India also places a premium on the higher-value jobs that are fueled by foreign investment. Not far from where that old textile mill once stood, the German engineering company Bosch and the American software concern Perot Systems have opened offices in a new technology park.

The influx of capital has helped fuel a nearly 9 percent annual growth rate for India’s economy. It has also powered the Indian stock market to near record highs. A big beneficiary of the stock rally has been the government, which is selling shares in state-owned firms like Coal India, the world’s largest coal miner.

The government, which has a large budget deficit, plans to raise $9 billion in the current fiscal year from share sales and spend the money on jobs for the rural poor and other welfare programs.
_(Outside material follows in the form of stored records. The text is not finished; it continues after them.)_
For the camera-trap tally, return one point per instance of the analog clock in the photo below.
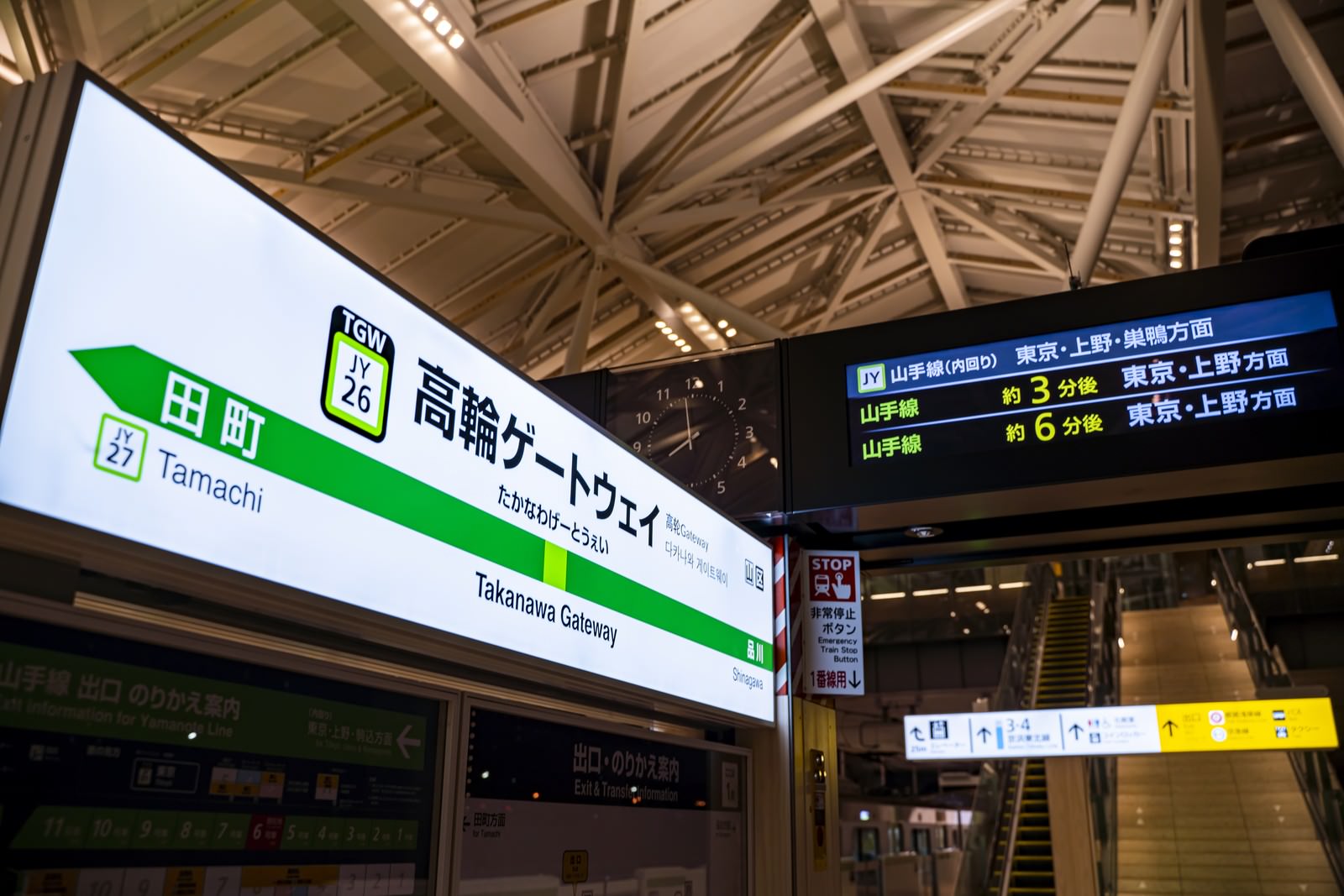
(711, 423)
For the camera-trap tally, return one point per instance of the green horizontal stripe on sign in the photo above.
(138, 382)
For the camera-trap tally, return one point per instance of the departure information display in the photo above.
(1142, 378)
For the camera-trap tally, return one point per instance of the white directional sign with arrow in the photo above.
(1109, 731)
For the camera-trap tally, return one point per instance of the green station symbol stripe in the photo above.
(136, 382)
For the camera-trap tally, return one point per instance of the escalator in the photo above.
(1058, 680)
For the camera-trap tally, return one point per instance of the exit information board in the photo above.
(1303, 723)
(187, 775)
(203, 375)
(1149, 379)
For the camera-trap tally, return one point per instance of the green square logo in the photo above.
(121, 448)
(873, 378)
(360, 374)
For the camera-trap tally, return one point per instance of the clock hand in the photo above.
(685, 443)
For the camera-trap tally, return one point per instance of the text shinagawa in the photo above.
(577, 621)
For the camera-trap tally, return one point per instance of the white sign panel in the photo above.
(202, 375)
(1089, 731)
(832, 622)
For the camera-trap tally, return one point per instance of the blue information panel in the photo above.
(1142, 378)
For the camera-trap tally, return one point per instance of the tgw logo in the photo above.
(360, 374)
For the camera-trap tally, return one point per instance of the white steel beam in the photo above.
(1066, 16)
(515, 130)
(179, 54)
(718, 105)
(867, 83)
(282, 67)
(1209, 34)
(577, 349)
(999, 234)
(850, 273)
(1310, 73)
(705, 300)
(1129, 130)
(622, 89)
(855, 60)
(407, 199)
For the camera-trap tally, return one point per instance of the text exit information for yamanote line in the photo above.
(1254, 360)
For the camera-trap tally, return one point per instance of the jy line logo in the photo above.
(873, 378)
(360, 374)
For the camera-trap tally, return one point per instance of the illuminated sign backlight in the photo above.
(203, 375)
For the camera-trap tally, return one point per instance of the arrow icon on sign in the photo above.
(403, 741)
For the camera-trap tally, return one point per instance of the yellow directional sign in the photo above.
(1301, 723)
(575, 867)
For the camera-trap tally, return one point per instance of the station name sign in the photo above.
(202, 374)
(1300, 723)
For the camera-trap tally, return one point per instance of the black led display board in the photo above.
(1213, 369)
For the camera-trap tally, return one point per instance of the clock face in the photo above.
(711, 423)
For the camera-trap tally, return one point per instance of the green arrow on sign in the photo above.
(136, 383)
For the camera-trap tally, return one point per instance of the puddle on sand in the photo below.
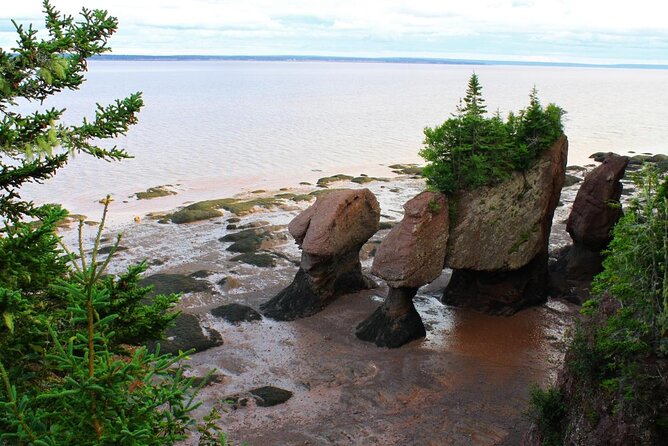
(467, 383)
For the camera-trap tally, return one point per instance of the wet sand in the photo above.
(467, 383)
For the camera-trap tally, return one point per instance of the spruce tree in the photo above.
(65, 376)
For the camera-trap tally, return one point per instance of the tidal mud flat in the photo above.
(467, 382)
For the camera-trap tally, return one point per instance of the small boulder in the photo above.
(596, 207)
(395, 323)
(330, 233)
(236, 313)
(268, 396)
(412, 254)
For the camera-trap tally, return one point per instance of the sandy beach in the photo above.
(467, 381)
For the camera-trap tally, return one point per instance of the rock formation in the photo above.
(595, 211)
(330, 234)
(498, 245)
(410, 256)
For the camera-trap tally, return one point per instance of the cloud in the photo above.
(595, 29)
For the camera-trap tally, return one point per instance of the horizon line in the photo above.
(389, 59)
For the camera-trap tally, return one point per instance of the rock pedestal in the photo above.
(499, 238)
(500, 293)
(395, 323)
(595, 211)
(330, 233)
(410, 256)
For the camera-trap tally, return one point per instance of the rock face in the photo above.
(395, 323)
(236, 313)
(595, 212)
(330, 234)
(410, 256)
(592, 217)
(499, 238)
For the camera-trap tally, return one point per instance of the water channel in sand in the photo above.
(466, 383)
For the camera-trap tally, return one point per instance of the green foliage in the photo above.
(547, 410)
(35, 145)
(67, 373)
(108, 397)
(140, 317)
(470, 150)
(616, 351)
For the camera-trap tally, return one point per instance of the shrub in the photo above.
(470, 150)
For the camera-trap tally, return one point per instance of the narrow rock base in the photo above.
(572, 273)
(315, 285)
(499, 293)
(394, 323)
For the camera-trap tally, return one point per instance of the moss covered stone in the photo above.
(262, 260)
(406, 169)
(324, 182)
(154, 192)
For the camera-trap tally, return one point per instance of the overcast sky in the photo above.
(597, 31)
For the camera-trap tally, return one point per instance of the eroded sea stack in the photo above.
(596, 210)
(330, 234)
(410, 256)
(499, 235)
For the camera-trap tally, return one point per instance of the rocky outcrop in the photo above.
(395, 323)
(596, 210)
(187, 333)
(236, 313)
(410, 256)
(330, 234)
(499, 237)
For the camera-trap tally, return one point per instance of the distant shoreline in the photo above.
(401, 60)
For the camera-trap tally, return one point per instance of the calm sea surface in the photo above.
(216, 128)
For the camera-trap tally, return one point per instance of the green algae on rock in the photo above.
(324, 181)
(261, 260)
(204, 210)
(154, 192)
(406, 169)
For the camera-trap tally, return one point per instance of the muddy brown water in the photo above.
(467, 383)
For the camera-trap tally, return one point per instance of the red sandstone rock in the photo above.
(593, 217)
(330, 233)
(338, 221)
(505, 226)
(413, 252)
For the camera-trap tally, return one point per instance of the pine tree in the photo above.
(64, 377)
(36, 145)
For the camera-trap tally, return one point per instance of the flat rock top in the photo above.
(503, 227)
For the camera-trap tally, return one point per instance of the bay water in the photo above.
(212, 129)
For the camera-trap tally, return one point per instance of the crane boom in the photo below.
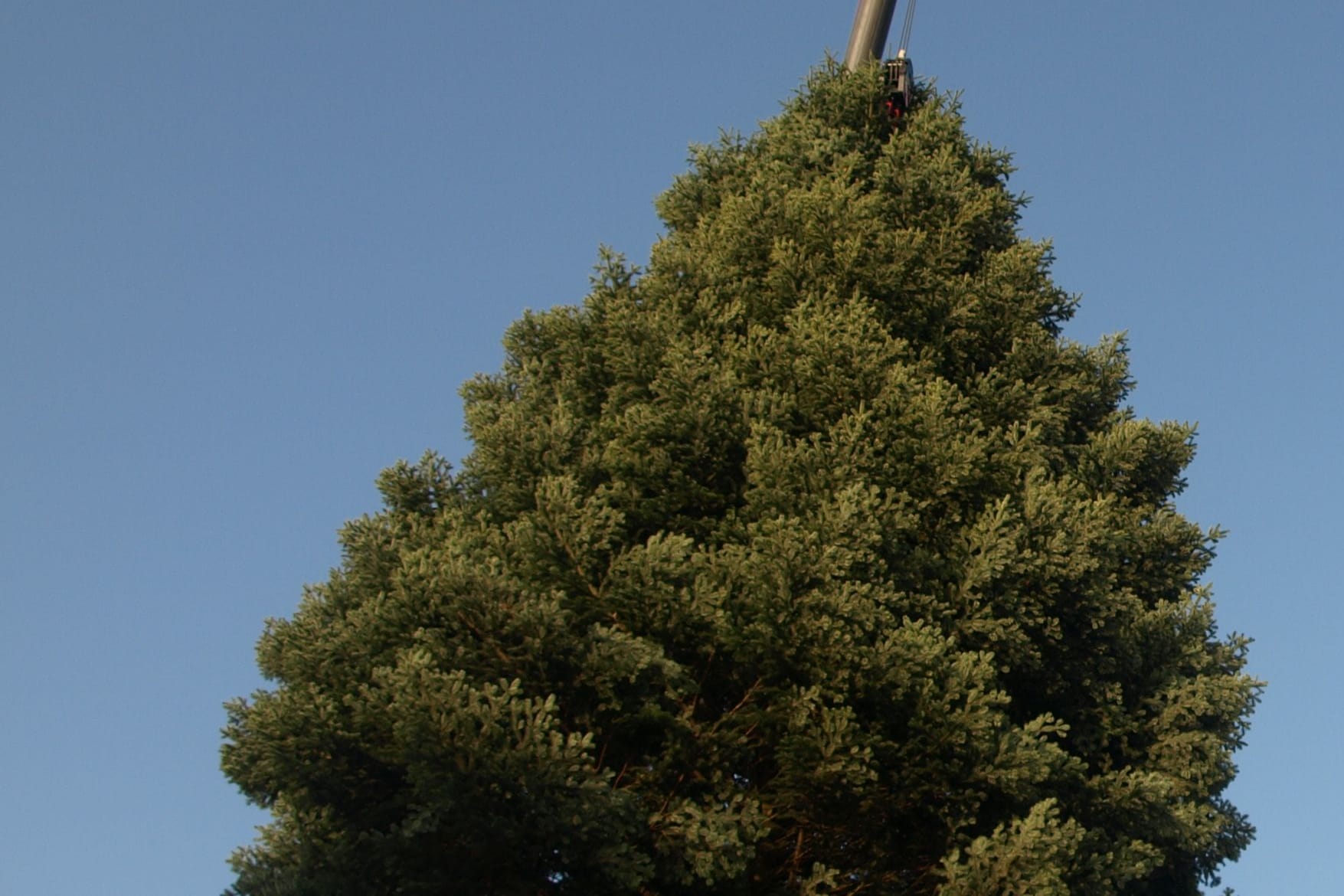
(868, 37)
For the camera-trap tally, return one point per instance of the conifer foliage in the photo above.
(808, 559)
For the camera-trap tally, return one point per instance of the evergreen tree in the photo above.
(809, 559)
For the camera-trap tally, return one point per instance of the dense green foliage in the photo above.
(809, 559)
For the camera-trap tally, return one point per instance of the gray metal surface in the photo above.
(868, 37)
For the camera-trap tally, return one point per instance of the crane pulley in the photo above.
(868, 38)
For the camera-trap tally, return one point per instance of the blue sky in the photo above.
(250, 250)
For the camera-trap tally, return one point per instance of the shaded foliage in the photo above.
(809, 559)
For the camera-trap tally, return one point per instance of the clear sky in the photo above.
(249, 251)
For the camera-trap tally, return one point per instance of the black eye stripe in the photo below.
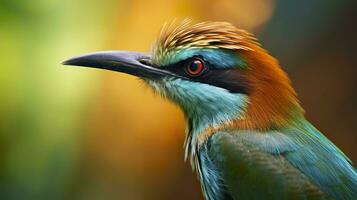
(229, 79)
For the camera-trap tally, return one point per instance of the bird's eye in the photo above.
(195, 67)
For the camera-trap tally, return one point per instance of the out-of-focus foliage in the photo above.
(78, 133)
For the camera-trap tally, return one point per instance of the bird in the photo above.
(247, 135)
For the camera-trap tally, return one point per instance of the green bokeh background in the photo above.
(76, 133)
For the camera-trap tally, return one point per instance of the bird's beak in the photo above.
(134, 63)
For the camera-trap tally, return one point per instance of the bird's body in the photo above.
(247, 135)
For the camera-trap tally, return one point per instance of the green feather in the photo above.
(295, 163)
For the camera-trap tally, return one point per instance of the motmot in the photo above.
(247, 136)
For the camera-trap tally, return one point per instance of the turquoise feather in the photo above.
(294, 163)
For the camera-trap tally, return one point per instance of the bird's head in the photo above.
(218, 75)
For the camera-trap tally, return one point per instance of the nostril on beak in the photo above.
(145, 61)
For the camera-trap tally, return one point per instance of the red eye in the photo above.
(195, 67)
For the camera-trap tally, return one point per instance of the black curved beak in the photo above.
(134, 63)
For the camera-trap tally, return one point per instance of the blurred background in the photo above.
(86, 134)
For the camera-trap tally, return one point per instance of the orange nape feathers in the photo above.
(272, 99)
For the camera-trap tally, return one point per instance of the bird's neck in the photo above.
(273, 102)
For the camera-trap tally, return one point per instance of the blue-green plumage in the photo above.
(247, 135)
(294, 163)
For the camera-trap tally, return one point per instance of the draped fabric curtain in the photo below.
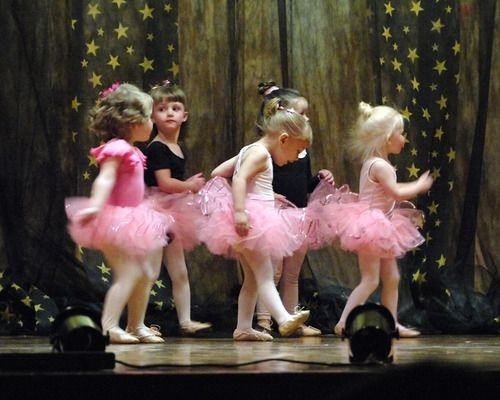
(433, 60)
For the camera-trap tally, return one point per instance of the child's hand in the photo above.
(196, 182)
(425, 182)
(326, 176)
(85, 215)
(279, 197)
(241, 223)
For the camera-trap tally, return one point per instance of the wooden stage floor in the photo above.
(213, 368)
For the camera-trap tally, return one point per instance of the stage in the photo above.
(307, 368)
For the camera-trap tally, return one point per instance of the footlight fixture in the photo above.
(370, 329)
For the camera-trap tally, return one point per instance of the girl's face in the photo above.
(141, 132)
(169, 116)
(288, 149)
(395, 143)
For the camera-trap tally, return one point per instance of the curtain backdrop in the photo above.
(433, 60)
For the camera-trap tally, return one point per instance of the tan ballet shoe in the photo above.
(146, 335)
(307, 330)
(266, 325)
(296, 320)
(251, 335)
(406, 333)
(193, 327)
(118, 336)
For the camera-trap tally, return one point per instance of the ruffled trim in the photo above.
(134, 230)
(185, 210)
(119, 148)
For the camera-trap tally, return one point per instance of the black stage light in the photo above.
(370, 329)
(76, 329)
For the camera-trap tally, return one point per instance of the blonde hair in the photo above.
(373, 127)
(278, 118)
(118, 109)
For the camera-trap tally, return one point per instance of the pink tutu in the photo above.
(185, 210)
(371, 231)
(275, 232)
(134, 230)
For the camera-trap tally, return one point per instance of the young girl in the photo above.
(293, 182)
(376, 226)
(174, 194)
(115, 219)
(242, 221)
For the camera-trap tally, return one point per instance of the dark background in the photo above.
(434, 60)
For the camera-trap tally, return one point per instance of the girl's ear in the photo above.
(283, 137)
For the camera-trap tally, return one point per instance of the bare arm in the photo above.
(101, 189)
(382, 173)
(253, 163)
(225, 169)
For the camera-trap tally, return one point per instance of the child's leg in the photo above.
(177, 270)
(262, 269)
(262, 313)
(126, 273)
(369, 268)
(390, 277)
(289, 288)
(138, 303)
(289, 283)
(247, 297)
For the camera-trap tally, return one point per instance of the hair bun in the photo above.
(265, 87)
(365, 109)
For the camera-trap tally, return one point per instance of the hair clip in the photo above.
(104, 93)
(270, 90)
(288, 110)
(165, 84)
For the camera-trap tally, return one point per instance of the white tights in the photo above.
(373, 271)
(133, 278)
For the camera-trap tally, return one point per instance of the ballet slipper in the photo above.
(405, 333)
(153, 330)
(251, 335)
(119, 336)
(266, 325)
(307, 331)
(295, 321)
(146, 335)
(193, 327)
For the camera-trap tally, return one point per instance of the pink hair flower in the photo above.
(104, 93)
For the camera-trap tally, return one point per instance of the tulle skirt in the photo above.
(275, 231)
(133, 230)
(185, 210)
(385, 235)
(323, 210)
A stronger rupee also reduces India’s bill for commodities, like oil, that it needs to import.

“If India is to sustain 8 percent growth or 9 percent growth, the only constraint on that can be capital,” said Nikhil Chaturvedi, managing director of Prozone, the Indian real estate firm that is building the Alliance Mall development. “Free flow of capital should be allowed in all sectors” of the economy, he said.

Riaz Haq said...

Here's a 2009 SF Chronicle report about the impact of textile downturn in India:

Coimbatore, India — The trouble began far away from the leaky concrete house and stand of banana trees that Sakunthala Radhakrishnan calls home.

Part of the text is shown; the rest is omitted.